Superlative snorkelling comes at a cost, however. The Bay Islands are coming under strain from the growing number of visitors, and a place as small as Utila is easily damaged. Twelve years ago a group of locals set up the Bay Islands Conservation Association (BICA), to preserve the islands’ natural resources and keep the development sustainable.

Around the world, coral reefs are dying because of irresponsible dive schools and divers, but BICA is trying to stop this sort of degradation. On Utila, BICA has set up a reef protection project with the dive schools, who pay a reef fee to fund its work; schools are then awarded a green environmental certificate if they work to BICA’s regulations. Also, 74 mooring buoys have been placed around the island to prevent boats from dropping anchor on the reefs.

In addition, BICA has managed to bring about a ban on spear fishing, which kills many big fish species, and a ‘one mile rule’ which prohibits anybody from taking anything off the seabed within a mile of the shore. However, according to Calina Zepeda, BICA coordinator on Utila, some dive schools refuse to pay the reef fees, dump engine oil in the sea and anchor on the coral.

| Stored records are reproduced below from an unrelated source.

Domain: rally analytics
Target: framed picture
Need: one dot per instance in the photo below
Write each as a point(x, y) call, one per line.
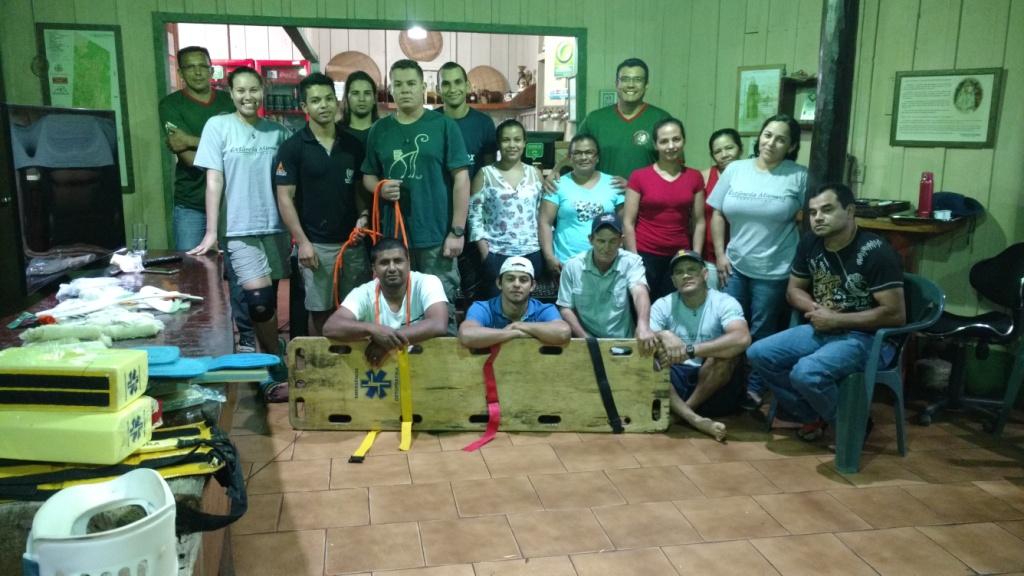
point(946, 108)
point(758, 90)
point(805, 103)
point(606, 97)
point(85, 69)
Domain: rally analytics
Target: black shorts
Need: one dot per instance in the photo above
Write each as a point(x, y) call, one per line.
point(723, 403)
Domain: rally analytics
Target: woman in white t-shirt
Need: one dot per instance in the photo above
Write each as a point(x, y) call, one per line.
point(760, 198)
point(503, 208)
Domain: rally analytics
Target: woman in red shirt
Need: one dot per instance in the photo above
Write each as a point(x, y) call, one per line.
point(664, 203)
point(724, 146)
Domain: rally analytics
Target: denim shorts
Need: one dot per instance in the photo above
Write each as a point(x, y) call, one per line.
point(259, 256)
point(723, 403)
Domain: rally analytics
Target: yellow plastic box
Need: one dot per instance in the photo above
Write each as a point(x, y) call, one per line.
point(71, 379)
point(82, 438)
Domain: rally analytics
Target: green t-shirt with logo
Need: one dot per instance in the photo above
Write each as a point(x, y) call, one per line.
point(626, 145)
point(190, 116)
point(422, 156)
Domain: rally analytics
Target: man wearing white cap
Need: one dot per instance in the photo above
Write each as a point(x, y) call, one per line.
point(513, 314)
point(702, 334)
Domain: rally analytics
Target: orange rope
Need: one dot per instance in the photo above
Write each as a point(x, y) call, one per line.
point(375, 234)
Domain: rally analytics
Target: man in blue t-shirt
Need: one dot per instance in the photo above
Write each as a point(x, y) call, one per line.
point(847, 283)
point(513, 314)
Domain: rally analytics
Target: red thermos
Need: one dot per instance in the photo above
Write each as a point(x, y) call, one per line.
point(925, 195)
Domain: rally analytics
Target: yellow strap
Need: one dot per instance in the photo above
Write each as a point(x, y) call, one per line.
point(360, 452)
point(406, 389)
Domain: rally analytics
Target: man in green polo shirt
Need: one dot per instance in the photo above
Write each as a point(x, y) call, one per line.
point(183, 115)
point(624, 129)
point(595, 286)
point(422, 158)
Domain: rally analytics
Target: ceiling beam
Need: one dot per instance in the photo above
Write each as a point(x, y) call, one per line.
point(301, 43)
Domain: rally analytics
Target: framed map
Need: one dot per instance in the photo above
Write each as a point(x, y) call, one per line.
point(84, 68)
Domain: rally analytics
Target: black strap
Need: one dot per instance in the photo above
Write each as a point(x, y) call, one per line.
point(229, 476)
point(187, 519)
point(603, 386)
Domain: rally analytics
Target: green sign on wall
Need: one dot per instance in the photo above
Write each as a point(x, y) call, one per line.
point(565, 58)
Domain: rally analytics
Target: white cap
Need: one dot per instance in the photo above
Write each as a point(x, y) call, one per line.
point(516, 263)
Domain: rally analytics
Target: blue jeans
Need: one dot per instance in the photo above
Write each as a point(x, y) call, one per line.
point(240, 311)
point(765, 309)
point(804, 367)
point(189, 227)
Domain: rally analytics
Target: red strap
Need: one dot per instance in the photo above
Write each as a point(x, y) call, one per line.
point(494, 409)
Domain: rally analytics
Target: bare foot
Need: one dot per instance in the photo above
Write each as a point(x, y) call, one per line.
point(710, 427)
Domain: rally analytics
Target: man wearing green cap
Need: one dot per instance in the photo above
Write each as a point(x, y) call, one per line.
point(702, 334)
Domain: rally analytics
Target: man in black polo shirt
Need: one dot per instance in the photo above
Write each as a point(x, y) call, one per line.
point(318, 180)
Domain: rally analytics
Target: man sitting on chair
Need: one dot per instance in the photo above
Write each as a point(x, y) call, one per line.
point(513, 314)
point(702, 334)
point(398, 307)
point(847, 283)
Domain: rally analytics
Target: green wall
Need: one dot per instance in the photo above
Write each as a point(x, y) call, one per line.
point(693, 48)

“What can we do?” she asked. “All they care about is their profits.” Visitors can do something: BICA will supply prospective divers with a list of the dive schools who have signed up to the programme.

Community centred

BICA’s projects also involve the local community. When I went to see Calina in her office to the east of the main dock, she was excited about a new turtle conservation project – she has succeeded in having a nesting beach designated a restricted area. As ever, turtles have been some of the animals most sensitive to change, but BICA has already persuaded local restaurants to take turtle soup and turtle meat off the menu.

They have also launched an education project where every child on the island can adopt a baby loggerhead or hawksbill turtle at a local turtle nursery and care for it until it’s ready to return to the sea. Peer pressure works wonders – Calina said: “Lots of people who didn’t care about the environment came to us because their kid screamed for a turtle just like their friends!”

With the help of i-to-i, a not-for-profit company based in Leeds, BICA has been sending volunteers into schools to teach children about the importance of clean water, recycling and pollution on their tiny island. Gap-year students or career breakers come to Utila on a volunteer holiday for a few weeks or months and teach kids of all ages. Volunteers will soon be taking part in BICA’s turtle sanctuary project and beach cleaning with their pupils.

Calina was unequivocal about how much BICA and Utila need the volunteers. “I want to explain something important,” she insisted. “All the money the volunteers give for food and accommodation goes towards classroom materials. If we didn’t have them there would be no environmental education project. We had two years without a turtle project because of lack of funds, but the volunteers will pay for it to survive.”

Utila is no utopia. But it’s refreshing to find a small destination where tourists are welcomed and the fragile ecosystem is being maintained for locals and visitors alike.